Wie Experten versuchen, Missbrauchsopfer in Niedersachsen zu Anzeigen zu bewegen
Von Niklas Kleinwächter
Die Scham begleitet die Opfer meist ein Leben lang. Dabei sollten es doch eigentlich die Täter sein, die sich schämen, findet Niedersachsens Justizministerin Barbara Havliza (CDU). Umso erfreuter ist sie, dass die Zahl der Opfer von Missbrauch oder Vergewaltigung, die sich Unterstützung bei der Stiftung Opferhilfe suchen, in den vergangenen Jahren angestiegen ist. „Ich kann nur alle Betroffenen ermutigen, nicht zu schweigen und vor allem, sich nicht zu schämen“, sagt Havliza, die noch aus ihrer Zeit als Richterin das „unermessliche Leid“ der Opfer kenne.

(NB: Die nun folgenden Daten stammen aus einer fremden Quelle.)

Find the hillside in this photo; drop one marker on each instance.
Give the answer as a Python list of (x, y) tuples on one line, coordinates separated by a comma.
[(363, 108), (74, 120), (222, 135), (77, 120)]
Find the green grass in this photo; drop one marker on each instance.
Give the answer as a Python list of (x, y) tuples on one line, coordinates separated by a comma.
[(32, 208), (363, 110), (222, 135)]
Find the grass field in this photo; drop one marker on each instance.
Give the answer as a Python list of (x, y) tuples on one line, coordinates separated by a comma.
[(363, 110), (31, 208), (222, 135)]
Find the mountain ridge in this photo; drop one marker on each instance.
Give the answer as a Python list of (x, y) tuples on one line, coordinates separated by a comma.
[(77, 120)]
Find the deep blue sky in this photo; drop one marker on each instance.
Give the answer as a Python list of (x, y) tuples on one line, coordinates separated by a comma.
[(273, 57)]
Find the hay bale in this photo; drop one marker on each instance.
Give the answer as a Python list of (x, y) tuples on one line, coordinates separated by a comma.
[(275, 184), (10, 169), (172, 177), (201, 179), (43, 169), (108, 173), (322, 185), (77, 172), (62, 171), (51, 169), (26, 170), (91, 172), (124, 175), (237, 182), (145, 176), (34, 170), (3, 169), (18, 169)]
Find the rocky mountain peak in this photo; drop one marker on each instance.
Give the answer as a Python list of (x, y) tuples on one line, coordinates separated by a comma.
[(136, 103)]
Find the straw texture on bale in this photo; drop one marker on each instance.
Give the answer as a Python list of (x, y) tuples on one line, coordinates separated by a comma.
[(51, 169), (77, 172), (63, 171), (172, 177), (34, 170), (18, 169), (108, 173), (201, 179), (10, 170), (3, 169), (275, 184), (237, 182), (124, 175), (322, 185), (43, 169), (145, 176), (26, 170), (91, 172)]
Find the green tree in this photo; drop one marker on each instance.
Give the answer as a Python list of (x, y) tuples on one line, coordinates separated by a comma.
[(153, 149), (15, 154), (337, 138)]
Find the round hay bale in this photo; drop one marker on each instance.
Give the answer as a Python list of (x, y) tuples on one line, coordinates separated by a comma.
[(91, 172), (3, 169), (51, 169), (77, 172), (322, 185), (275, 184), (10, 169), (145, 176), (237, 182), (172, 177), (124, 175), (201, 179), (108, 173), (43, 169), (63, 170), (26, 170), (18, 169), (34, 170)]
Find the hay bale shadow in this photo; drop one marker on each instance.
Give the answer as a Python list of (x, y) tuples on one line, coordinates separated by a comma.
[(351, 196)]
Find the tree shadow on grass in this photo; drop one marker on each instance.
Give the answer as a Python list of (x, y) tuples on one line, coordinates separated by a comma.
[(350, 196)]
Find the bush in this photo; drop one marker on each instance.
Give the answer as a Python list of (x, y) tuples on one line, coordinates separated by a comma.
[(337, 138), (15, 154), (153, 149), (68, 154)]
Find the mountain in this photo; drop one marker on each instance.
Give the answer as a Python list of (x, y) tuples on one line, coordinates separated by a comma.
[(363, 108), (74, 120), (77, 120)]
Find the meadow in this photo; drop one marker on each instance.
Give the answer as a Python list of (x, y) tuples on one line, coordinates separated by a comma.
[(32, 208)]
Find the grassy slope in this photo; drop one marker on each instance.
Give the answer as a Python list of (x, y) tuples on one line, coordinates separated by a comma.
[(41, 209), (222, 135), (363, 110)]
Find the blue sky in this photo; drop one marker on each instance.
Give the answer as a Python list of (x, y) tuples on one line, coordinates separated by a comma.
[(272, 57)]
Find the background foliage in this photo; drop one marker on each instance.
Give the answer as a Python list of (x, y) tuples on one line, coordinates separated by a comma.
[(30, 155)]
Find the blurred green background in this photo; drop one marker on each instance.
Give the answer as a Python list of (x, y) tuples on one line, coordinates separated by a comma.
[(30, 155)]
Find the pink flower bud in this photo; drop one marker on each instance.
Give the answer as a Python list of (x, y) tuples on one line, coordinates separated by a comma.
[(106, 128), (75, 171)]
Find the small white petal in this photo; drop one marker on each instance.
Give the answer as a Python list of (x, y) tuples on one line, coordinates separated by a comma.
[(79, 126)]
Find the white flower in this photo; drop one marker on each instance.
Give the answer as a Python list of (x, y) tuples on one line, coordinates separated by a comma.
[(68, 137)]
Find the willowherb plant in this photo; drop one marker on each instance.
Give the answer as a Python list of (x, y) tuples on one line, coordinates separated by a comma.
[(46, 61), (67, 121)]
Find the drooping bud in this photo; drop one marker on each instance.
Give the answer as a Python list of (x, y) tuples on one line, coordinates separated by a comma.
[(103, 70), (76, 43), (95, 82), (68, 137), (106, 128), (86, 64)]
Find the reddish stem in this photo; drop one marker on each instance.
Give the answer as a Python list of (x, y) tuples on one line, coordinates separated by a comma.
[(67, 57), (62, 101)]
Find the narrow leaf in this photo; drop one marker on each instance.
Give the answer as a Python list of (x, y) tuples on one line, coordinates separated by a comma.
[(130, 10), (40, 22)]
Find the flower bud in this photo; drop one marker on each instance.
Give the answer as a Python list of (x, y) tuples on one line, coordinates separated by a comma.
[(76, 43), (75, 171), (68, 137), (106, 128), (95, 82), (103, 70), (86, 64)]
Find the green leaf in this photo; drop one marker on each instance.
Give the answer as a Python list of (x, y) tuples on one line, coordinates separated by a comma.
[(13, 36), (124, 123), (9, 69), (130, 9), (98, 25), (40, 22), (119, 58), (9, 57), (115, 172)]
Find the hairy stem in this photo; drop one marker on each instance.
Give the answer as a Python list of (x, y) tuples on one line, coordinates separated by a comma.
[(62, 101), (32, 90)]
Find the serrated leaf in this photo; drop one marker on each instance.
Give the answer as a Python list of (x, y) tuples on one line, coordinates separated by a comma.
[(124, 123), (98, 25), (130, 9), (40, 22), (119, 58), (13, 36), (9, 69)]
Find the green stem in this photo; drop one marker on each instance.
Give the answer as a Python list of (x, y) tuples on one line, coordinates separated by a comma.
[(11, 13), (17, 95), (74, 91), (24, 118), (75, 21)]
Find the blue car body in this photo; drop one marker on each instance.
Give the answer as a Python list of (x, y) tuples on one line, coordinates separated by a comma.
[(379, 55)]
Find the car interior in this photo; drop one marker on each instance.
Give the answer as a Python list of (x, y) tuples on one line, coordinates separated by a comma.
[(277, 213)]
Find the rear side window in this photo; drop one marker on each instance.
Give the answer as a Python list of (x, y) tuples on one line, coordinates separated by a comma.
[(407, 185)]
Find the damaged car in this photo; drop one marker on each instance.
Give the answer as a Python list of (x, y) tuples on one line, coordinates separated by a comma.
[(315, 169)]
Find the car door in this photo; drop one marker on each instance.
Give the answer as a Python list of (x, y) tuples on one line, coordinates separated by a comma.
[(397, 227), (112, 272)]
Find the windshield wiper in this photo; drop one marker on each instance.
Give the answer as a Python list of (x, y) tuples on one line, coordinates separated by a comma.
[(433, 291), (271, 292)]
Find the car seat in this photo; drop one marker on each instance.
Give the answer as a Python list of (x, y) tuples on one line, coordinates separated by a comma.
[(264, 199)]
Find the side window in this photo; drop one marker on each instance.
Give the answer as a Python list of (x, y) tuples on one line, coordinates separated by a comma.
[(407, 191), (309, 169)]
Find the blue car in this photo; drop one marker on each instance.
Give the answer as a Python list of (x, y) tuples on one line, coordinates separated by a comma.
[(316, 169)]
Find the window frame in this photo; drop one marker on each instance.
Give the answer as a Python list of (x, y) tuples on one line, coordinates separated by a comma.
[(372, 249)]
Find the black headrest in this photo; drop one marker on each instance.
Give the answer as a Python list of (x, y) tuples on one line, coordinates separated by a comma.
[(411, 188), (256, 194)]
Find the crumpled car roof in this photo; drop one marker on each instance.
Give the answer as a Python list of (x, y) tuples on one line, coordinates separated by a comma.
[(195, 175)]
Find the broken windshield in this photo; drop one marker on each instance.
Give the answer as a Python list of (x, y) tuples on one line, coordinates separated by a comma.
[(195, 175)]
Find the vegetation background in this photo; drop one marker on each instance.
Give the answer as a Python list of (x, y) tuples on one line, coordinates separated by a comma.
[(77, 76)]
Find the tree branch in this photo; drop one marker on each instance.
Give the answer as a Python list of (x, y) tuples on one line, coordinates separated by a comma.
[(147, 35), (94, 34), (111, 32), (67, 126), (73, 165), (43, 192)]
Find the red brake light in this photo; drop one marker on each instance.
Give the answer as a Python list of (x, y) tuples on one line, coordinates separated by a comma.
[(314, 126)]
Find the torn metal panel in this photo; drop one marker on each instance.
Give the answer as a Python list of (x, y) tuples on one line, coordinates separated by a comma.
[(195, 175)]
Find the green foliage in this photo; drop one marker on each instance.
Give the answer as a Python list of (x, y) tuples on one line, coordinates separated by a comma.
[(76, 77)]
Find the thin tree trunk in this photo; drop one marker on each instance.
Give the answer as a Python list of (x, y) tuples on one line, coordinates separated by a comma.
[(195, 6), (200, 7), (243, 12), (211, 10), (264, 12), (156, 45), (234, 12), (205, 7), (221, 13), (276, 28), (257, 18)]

Insgesamt 682 Beratungsfälle im Bereich der Sexualstraftaten verzeichnete die niedersächsische Stiftung Opferhilfe im vergangenen Jahr. Das entspricht nach Angaben des Justizministeriums fast 39 Prozent aller Klienten, die sich bei einer der elf Beratungsstellen in Niedersachsen gemeldet haben, und macht damit die größte Gruppe aus. Die Zahl ist in dieser Deliktgruppe in den vergangenen Jahren immer weiter gestiegen. 2017 waren es noch 532 Fälle, im Jahr darauf 593 Fälle. Besonders auffällig sei, so die Ministerin, wie viele Kinder und Jugendliche inzwischen die Hilfe in Anspruch nehmen. Waren es 2017 noch 53 und ein Jahr darauf 58 Kinder, die sich bei der Opferhilfe gemeldet haben, verzeichnete die Stiftung im vergangenen Jahr insgesamt 104 Fälle von Kindern, die sich nach einem sexuellen Missbrauch meldeten.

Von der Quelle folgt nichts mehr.